Jordan has put his advantages to good use. His SS22 collection was by far his most comprehensive collection to date, boasting 43 looks that cemented his reputation as one of the most playful silhouette innovators of his generation. What’s more, it was presented on the IRL stage that the commanding clothes he creates deserve -- a fully-fledged runway show in the opening slot of Australian Fashion Week, with a live audience, a cast that included Georgia Fowler and Aweng Chuol and all.
It was a change in tack for the Central Saint Martins alum, who in previous seasons has travelled to showrooms in Paris and Milan to present. Take even a glance at the dramatic, inflated forms of his work -- think scarlet leather coats and satin shift dresses with hulking, gathered shoulders, shift dresses that flare out into stuffed hoop hems -- and you can understand why these demand to be seen in motion on the catwalk. “I call the silhouette I love the most ‘wimpy bottoms’,” Jordan says, no doubt raising the eyebrows of the filthier-minded among you. “It’s a really top-heavy shape, with a puffy bodice and a really thin stocking-y kind of bottom. It feels a bit like the way that Tudor men would dress,” evoking, to a certain degree, Holbein’s renowned portrait of Henry VIII. That’s not to say, though, that these are clothes that feel consigned to history. “I think it's actually really relevant to the way that a woman would dress now,” the designer says, “and in my work, it often translated to something like a mini bodice dress with a warped sleeve.”
We will concede that, at first glance, Jordan’s clothes might feel a little imposing.

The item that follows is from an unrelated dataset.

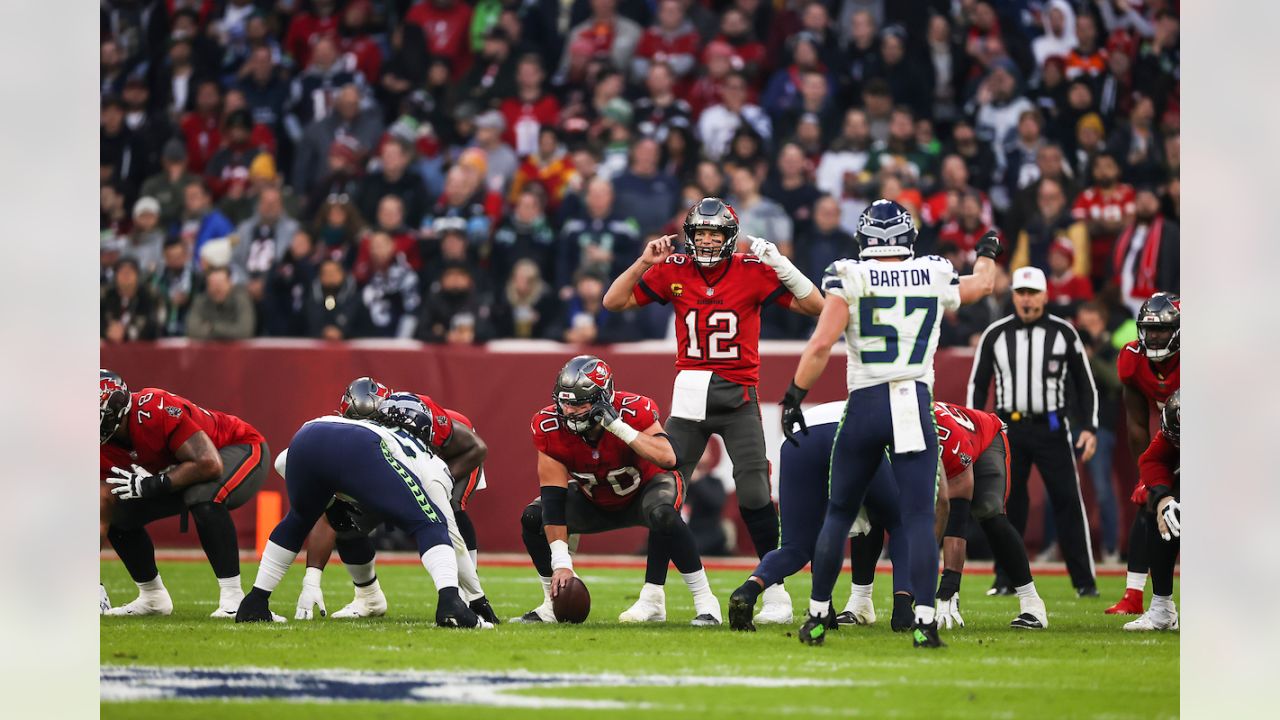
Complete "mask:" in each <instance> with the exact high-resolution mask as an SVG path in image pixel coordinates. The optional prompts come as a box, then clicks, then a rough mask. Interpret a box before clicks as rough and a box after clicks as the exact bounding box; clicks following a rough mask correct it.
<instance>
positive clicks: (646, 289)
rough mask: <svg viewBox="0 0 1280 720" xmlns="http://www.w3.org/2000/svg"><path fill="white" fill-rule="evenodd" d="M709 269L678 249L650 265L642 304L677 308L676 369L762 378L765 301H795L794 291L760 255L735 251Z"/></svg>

Seen on the runway, some of the more eccentric forms -- particularly those inserted with bulbous doughnut bustles at the hip -- might look like the sort of thing that it takes an especially daring personality to pull off. “I do think that people have a hard time digesting my work,” he says. “People seem to love what I do, but they often see it as this theatrical act of self-expression, rather than as serious fashion. It kind of bothers me because, yes, it's totally expressive, but it’s not intended as 'wacky clothing'. To me, it's as strong as ready-to-wear can be.”
Sure, these may be clothes imbued with a sense of performativity, but at no point does this result in any compromise when it comes to their wearability or the quality of their make. Those bustled dresses, for example, are far more versatile than they may appear on the runway -- their inflated forms can easily be removed to reveal freeform, flouncy drapes. “Of course, the huge proportions of some of the pieces are sometimes very costume-y, but the styling accentuates that,” he says. “It's up to the wearer to choose how they want to wear it, really.” Amid the 43 looks he showed on the runway, there’s no shortage of more immediately ‘approachable’ silhouettes -- merino jersey tops, for example, and button-down smock dresses with cropped puffball sleeves.
While the faintly historical motifs and the space and attention that certain looks command may tempt audiences to view his work as costume. As we’ve seen over the course of fashion history, though, in the cases of designers from Rei Kawakubo to John Galliano to Gareth Pugh, the line that divides the two disciplines has always been blurred. “People ask whether it's ready to wear or costume, and to me, it sits in between,” Jordan says. “When you see a play, for example, pieces are always exaggerated slightly, and characters are often made to be enhanced versions of what they would be in real life through their costumes. If it's a coat on a man, for example, the shoulder is brought forward and the tailoring is really amplified. For me, it's about placing those kinds of details into the ready-to-wear.”
In bringing this conscious-yet-subtle performative spirit to fashion, what Jordan’s work does is offer a welcome reminder that that fashion doesn’t need to be entirely sober to be taken seriously; it isn’t just about a perfect cropped leather bomber or pair of selvedge denim jeans. Flair, pomp and -- in careful measure -- comedy are all part of what attracts so many of us to it in the first place, and the capacity it allows for the expression of exaggerated versions of ourselves is one of fashion’s most powerful, emancipatory traits. To paraphrase Jacques in Shakespeare’s As You Like It, if all the world’s a stage, and we are merely players, then costume is surely fashion at its best.